To add a further level of complexity, the terraces we see nowadays are the result of a never-ending project of building, reconstruction and repairing – a process that has continued for many generations. Thus, even if artifacts are found nearby, it’s difficult to ascertain whether they belong to the time the terrace was originally constructed or to a later time when it was repaired.
Despite these difficulties, the working assumption was that the first terraces in the area were constructed thousands of years before the Common Era. Indeed, the argument went, some of the terraces we still see today are remnants of terraces built by the residents of the Kingdom of Judah during the Iron Age (the Biblical era), or in subsequent classical periods (Hellenistic, Roman and Byzantine) at the latest.
Researchers assumed there was a close link between the existence of prosperous communities in these hills – such as during the Iron Age or the Byzantine period – and the covering of these hills with extensive terrace systems. The common assumption was that agriculture wasn’t possible in these hills without terraces (or maybe mountain goats).
In order to overcome the inherent difficulties in dating these terraces, researchers used a method called Optically Stimulated Luminescence to address the issue. Researchers included Yuval Gadot from Tel Aviv University; Uri Davidovich from the Hebrew University of Jerusalem; Naomi Porat from the Geological Institute; and Gideon Avni from the Israel Antiquities Authority.
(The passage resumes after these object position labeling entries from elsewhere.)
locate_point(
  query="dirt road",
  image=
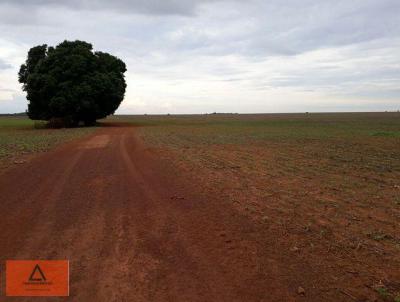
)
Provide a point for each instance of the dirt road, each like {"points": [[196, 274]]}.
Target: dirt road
{"points": [[135, 230]]}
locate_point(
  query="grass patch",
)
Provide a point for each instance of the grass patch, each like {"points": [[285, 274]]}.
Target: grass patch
{"points": [[20, 135]]}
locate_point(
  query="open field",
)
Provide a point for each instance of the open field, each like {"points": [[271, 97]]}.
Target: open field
{"points": [[290, 207], [326, 185], [19, 138]]}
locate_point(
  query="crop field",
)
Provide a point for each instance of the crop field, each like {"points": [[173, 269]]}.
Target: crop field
{"points": [[21, 137], [327, 186]]}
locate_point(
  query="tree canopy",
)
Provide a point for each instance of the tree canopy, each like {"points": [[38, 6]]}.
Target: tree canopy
{"points": [[72, 83]]}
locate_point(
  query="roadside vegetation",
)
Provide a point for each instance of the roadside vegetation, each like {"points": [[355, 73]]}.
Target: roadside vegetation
{"points": [[21, 137]]}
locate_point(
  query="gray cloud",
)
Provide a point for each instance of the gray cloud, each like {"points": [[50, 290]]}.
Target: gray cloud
{"points": [[4, 65], [220, 49], [157, 7]]}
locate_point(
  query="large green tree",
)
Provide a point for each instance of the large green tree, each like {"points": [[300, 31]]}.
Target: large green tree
{"points": [[72, 83]]}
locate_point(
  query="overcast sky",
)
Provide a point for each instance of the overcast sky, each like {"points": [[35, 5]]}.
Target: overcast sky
{"points": [[227, 56]]}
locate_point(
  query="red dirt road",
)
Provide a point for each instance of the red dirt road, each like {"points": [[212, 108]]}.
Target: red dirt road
{"points": [[135, 230]]}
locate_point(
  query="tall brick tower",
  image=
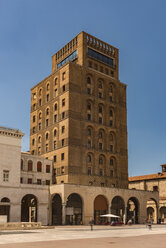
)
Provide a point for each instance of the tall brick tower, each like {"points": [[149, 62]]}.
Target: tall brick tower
{"points": [[79, 116]]}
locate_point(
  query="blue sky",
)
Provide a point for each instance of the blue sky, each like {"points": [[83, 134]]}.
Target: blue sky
{"points": [[31, 31]]}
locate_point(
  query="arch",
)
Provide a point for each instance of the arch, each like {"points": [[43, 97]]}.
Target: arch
{"points": [[118, 207], [30, 165], [153, 215], [150, 214], [29, 205], [133, 210], [74, 209], [100, 207], [56, 210], [5, 207]]}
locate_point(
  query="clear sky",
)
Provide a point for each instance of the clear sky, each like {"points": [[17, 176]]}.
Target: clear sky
{"points": [[31, 31]]}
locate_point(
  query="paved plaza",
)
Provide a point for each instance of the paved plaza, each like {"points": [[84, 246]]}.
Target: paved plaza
{"points": [[82, 237]]}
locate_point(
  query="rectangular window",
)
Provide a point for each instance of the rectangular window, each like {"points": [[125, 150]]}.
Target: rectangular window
{"points": [[29, 180], [55, 92], [63, 129], [48, 97], [63, 75], [89, 171], [55, 118], [100, 120], [111, 123], [63, 115], [39, 127], [62, 156], [100, 94], [47, 168], [39, 181], [55, 158], [54, 144], [110, 98], [5, 175], [111, 148], [47, 182], [62, 170], [63, 88], [89, 117], [88, 91], [100, 146], [63, 102]]}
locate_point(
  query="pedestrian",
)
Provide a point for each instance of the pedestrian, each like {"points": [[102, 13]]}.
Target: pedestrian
{"points": [[91, 222]]}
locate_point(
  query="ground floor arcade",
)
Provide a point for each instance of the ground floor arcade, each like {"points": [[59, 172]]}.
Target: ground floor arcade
{"points": [[74, 204]]}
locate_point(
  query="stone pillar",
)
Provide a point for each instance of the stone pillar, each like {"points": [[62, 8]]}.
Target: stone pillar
{"points": [[63, 213]]}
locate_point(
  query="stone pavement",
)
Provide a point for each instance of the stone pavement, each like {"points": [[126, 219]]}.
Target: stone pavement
{"points": [[136, 236]]}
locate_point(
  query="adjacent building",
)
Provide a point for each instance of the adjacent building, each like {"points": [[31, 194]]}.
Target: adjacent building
{"points": [[153, 182], [78, 115], [24, 193]]}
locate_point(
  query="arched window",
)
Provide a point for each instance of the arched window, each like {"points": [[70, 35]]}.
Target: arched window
{"points": [[89, 159], [39, 166], [30, 165]]}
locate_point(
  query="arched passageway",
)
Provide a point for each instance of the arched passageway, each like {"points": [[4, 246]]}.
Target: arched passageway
{"points": [[100, 207], [118, 207], [162, 215], [29, 208], [56, 210], [133, 210], [5, 207], [150, 214], [152, 211], [74, 210]]}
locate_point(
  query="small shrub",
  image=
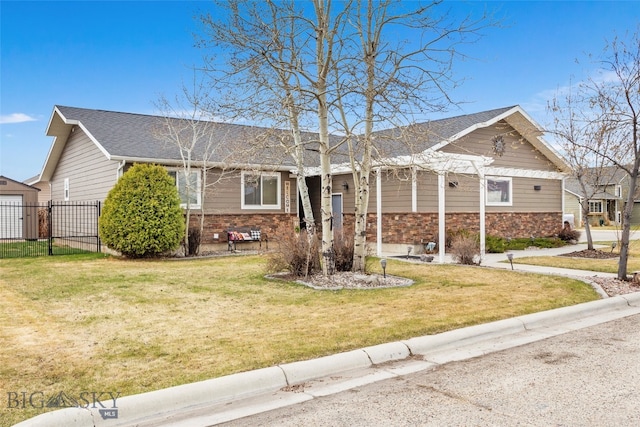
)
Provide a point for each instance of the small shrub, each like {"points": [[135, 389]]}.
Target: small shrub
{"points": [[194, 241], [296, 253], [343, 249], [495, 245], [141, 216], [465, 249], [567, 234]]}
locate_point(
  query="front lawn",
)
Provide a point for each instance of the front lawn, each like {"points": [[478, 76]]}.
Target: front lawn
{"points": [[88, 322]]}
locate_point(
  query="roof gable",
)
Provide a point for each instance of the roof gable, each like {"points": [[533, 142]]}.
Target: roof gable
{"points": [[18, 183], [432, 136]]}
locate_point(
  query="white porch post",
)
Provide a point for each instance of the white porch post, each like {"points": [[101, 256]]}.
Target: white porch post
{"points": [[414, 190], [441, 218], [379, 212], [482, 216]]}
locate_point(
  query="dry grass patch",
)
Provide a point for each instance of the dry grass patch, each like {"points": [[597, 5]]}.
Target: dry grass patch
{"points": [[80, 323]]}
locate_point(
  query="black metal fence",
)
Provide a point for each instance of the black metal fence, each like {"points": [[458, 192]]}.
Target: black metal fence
{"points": [[53, 228]]}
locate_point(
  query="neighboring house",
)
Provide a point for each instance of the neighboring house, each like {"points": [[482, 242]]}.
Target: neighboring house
{"points": [[489, 172], [606, 200], [18, 210]]}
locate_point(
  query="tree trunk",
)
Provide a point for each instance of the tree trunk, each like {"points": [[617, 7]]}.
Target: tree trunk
{"points": [[626, 226]]}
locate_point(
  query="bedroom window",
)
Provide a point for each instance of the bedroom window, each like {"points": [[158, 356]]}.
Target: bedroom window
{"points": [[595, 207], [499, 192], [260, 190], [66, 189], [188, 189]]}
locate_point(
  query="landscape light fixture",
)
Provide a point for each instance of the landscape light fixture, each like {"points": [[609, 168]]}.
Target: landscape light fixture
{"points": [[383, 264]]}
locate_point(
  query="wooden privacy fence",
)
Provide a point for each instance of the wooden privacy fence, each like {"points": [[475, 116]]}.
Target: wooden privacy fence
{"points": [[52, 228]]}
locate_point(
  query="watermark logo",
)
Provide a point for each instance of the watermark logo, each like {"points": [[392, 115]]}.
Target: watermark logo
{"points": [[103, 401]]}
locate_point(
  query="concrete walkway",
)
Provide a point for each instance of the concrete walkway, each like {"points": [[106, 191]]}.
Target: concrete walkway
{"points": [[236, 396]]}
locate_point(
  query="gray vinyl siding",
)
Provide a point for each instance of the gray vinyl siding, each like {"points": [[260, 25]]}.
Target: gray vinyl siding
{"points": [[464, 195], [572, 206], [396, 191], [519, 153], [348, 194], [91, 175], [427, 187], [44, 195], [527, 199], [225, 196]]}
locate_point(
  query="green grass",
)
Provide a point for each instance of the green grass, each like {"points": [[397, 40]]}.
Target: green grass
{"points": [[89, 322]]}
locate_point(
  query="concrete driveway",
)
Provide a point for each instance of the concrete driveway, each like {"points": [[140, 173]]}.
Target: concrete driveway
{"points": [[589, 377], [599, 235]]}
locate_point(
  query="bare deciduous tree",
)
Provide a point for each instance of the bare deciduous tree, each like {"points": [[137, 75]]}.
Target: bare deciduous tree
{"points": [[340, 69], [612, 102], [381, 81], [582, 140], [186, 124]]}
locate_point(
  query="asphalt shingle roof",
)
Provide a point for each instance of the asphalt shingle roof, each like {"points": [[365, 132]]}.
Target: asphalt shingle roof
{"points": [[130, 135]]}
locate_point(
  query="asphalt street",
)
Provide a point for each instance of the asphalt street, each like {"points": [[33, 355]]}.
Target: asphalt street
{"points": [[589, 377]]}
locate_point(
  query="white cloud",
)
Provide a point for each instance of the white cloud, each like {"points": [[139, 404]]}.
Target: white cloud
{"points": [[16, 118]]}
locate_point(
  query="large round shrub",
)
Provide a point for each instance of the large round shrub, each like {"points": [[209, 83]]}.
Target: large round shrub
{"points": [[141, 216]]}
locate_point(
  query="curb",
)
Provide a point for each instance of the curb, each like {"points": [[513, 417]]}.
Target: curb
{"points": [[157, 405]]}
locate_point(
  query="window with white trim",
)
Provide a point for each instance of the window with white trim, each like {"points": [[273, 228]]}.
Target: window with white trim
{"points": [[595, 206], [66, 189], [499, 191], [260, 190], [190, 190]]}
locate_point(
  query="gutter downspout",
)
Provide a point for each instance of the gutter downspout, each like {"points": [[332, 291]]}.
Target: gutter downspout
{"points": [[379, 212], [441, 218]]}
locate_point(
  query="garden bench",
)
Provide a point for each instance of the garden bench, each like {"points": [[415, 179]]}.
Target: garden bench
{"points": [[245, 235]]}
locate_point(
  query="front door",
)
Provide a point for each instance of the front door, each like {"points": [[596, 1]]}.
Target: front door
{"points": [[336, 201], [11, 217]]}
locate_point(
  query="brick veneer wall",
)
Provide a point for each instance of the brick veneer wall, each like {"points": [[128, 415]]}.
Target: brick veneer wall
{"points": [[423, 227], [268, 223]]}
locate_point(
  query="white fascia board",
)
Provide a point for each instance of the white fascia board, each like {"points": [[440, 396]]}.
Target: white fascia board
{"points": [[571, 192], [437, 161], [200, 163], [478, 126], [55, 151], [524, 173]]}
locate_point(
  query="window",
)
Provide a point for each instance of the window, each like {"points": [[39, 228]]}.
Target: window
{"points": [[188, 187], [66, 189], [260, 190], [595, 207], [499, 192]]}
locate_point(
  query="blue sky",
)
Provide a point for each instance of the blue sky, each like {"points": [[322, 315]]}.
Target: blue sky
{"points": [[123, 55]]}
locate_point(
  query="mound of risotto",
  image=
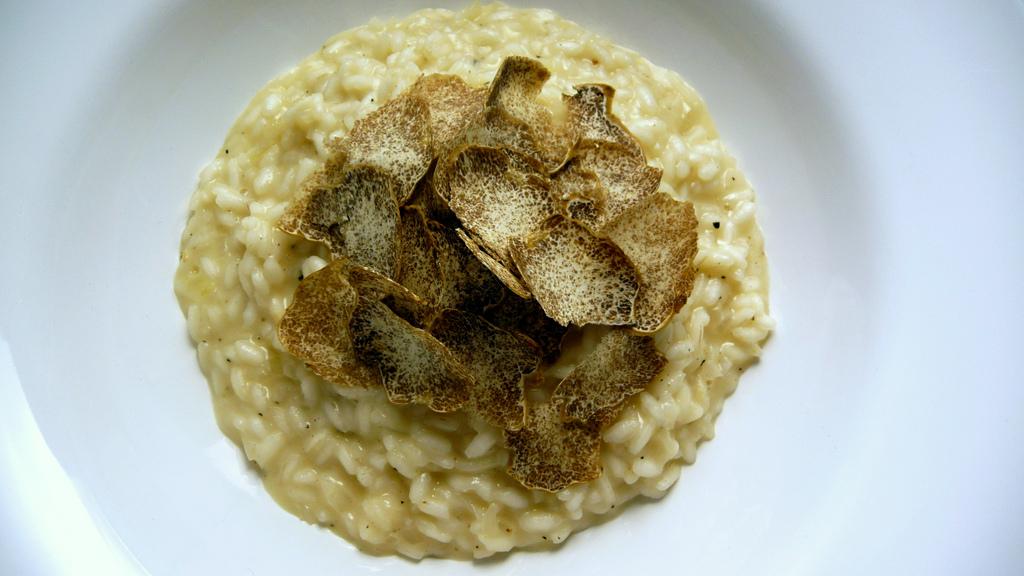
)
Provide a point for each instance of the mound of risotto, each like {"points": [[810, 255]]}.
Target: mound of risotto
{"points": [[470, 281]]}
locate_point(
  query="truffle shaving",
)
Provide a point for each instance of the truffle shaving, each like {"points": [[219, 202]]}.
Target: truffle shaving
{"points": [[624, 181], [590, 118], [453, 106], [551, 454], [414, 366], [356, 216], [498, 195], [468, 284], [396, 138], [497, 360], [621, 365], [510, 280], [526, 319], [577, 277], [659, 237], [314, 328]]}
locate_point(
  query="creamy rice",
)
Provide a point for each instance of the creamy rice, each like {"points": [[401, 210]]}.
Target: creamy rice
{"points": [[401, 479]]}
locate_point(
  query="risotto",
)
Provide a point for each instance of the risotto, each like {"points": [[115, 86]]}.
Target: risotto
{"points": [[403, 479]]}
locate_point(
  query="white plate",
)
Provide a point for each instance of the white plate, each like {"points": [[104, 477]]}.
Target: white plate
{"points": [[882, 432]]}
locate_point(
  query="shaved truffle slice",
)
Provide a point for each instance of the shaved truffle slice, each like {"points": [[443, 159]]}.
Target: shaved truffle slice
{"points": [[515, 87], [514, 119], [590, 118], [434, 207], [577, 277], [550, 454], [659, 237], [469, 285], [497, 360], [395, 137], [498, 195], [413, 365], [357, 217], [314, 328], [453, 106], [526, 318], [420, 270], [624, 181], [510, 280], [621, 365]]}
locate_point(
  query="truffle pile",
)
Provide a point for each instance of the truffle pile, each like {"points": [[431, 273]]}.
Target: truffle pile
{"points": [[468, 231]]}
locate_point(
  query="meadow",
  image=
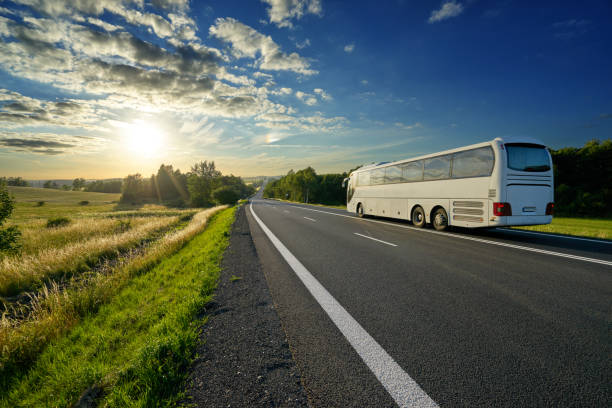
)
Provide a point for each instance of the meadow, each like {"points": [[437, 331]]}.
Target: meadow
{"points": [[80, 251], [580, 227]]}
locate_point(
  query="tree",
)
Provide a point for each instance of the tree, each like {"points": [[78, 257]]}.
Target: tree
{"points": [[14, 181], [9, 237], [50, 184], [201, 181], [226, 195], [133, 189], [78, 184], [171, 184]]}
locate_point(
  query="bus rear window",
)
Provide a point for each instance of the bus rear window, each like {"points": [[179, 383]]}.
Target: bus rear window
{"points": [[527, 158]]}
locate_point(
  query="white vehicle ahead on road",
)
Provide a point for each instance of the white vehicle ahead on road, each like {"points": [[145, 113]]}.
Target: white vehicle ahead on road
{"points": [[497, 183]]}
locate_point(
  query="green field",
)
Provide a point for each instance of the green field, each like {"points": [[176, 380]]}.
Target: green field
{"points": [[58, 203], [135, 349], [580, 227], [66, 276]]}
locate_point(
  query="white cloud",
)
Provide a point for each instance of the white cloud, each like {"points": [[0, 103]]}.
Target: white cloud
{"points": [[282, 11], [303, 44], [248, 42], [322, 94], [308, 99], [448, 10], [283, 91]]}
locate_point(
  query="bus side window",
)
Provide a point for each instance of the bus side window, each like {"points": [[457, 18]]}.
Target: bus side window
{"points": [[412, 171], [377, 176], [393, 174], [437, 168], [364, 179], [473, 163]]}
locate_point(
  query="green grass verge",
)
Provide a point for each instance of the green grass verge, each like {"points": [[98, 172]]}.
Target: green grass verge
{"points": [[135, 350], [581, 227]]}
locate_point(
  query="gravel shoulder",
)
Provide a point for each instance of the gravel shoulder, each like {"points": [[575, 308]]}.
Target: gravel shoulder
{"points": [[243, 358]]}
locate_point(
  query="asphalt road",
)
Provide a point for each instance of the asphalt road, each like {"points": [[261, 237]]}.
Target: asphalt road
{"points": [[474, 318]]}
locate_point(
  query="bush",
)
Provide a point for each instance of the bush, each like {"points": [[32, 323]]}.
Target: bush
{"points": [[124, 226], [58, 222], [226, 195], [9, 237]]}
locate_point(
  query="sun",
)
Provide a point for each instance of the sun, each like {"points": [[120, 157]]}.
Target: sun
{"points": [[143, 139]]}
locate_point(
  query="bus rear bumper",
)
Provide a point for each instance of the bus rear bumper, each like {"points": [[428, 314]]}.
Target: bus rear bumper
{"points": [[520, 220]]}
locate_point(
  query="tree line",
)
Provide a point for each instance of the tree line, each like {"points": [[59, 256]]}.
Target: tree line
{"points": [[583, 179], [308, 186], [203, 186]]}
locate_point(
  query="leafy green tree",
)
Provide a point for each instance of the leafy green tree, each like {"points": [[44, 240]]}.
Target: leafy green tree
{"points": [[201, 181], [226, 195], [171, 184], [50, 184], [133, 189], [14, 181], [9, 237], [582, 179], [101, 186]]}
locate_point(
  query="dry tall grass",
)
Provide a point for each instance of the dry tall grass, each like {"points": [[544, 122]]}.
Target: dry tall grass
{"points": [[54, 311], [36, 237], [24, 272]]}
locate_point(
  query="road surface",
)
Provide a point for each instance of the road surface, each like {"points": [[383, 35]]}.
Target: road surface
{"points": [[379, 313]]}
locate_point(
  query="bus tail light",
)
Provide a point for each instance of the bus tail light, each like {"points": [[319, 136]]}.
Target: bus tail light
{"points": [[502, 209]]}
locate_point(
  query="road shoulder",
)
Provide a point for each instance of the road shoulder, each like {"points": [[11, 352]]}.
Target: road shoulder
{"points": [[243, 358]]}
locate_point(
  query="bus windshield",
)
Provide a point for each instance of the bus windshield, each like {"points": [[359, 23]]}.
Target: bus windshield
{"points": [[528, 158]]}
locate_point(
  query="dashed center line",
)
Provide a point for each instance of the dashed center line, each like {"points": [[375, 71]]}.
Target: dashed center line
{"points": [[469, 238], [374, 239]]}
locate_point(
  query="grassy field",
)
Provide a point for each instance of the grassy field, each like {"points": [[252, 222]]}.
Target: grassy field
{"points": [[58, 203], [64, 274], [581, 227], [134, 350]]}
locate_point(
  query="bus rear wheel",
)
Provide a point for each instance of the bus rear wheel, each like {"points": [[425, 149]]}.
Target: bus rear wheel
{"points": [[418, 217], [440, 220], [360, 211]]}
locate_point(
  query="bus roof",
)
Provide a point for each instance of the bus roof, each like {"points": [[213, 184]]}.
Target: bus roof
{"points": [[504, 140]]}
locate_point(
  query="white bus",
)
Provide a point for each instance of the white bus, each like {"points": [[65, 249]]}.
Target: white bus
{"points": [[491, 184]]}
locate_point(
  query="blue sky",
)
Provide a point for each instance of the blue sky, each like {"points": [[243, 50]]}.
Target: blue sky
{"points": [[108, 88]]}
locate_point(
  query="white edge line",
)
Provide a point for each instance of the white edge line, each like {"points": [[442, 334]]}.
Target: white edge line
{"points": [[402, 388], [519, 231], [485, 241], [374, 239]]}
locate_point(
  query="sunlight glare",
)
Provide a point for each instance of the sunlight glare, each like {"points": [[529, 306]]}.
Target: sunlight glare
{"points": [[143, 139]]}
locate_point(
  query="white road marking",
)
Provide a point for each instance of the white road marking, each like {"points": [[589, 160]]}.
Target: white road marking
{"points": [[599, 241], [468, 238], [402, 388], [374, 239]]}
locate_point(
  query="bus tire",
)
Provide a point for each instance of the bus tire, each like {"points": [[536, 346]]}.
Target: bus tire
{"points": [[418, 217], [440, 219], [360, 210]]}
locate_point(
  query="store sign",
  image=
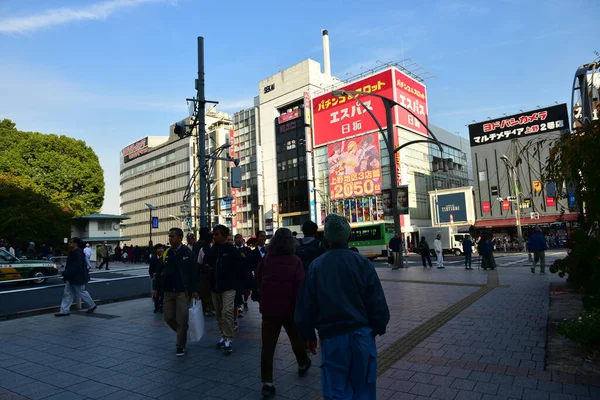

OSL is based on dating the last time at which quartz particles in the earth were exposed to the sun. This is based on the radioactive radiation they accumulate once they are hidden from sunlight. Gadot explains: “A grain of sand starts out in Sudan, gets carried in the wind and settles on the ground. As long as it’s exposed to light, it has no electric charges. As soon as it’s covered, it starts accumulating electrical charges. A farmer then comes along and gathers earth into his basket or pail, subsequently pouring it onto a terrace he has built. The grain is reexposed to the sun and the charges are reset at zero again. This is how we know when the earth containing it was poured onto the terrace.”
Working in the dark
In their study, the researchers gathered earth samples from the bottom of a terrace. In order to avoid resetting the electrical charges on the grains of quartz, Porat performed this in darkness, covered by a thick down blanket.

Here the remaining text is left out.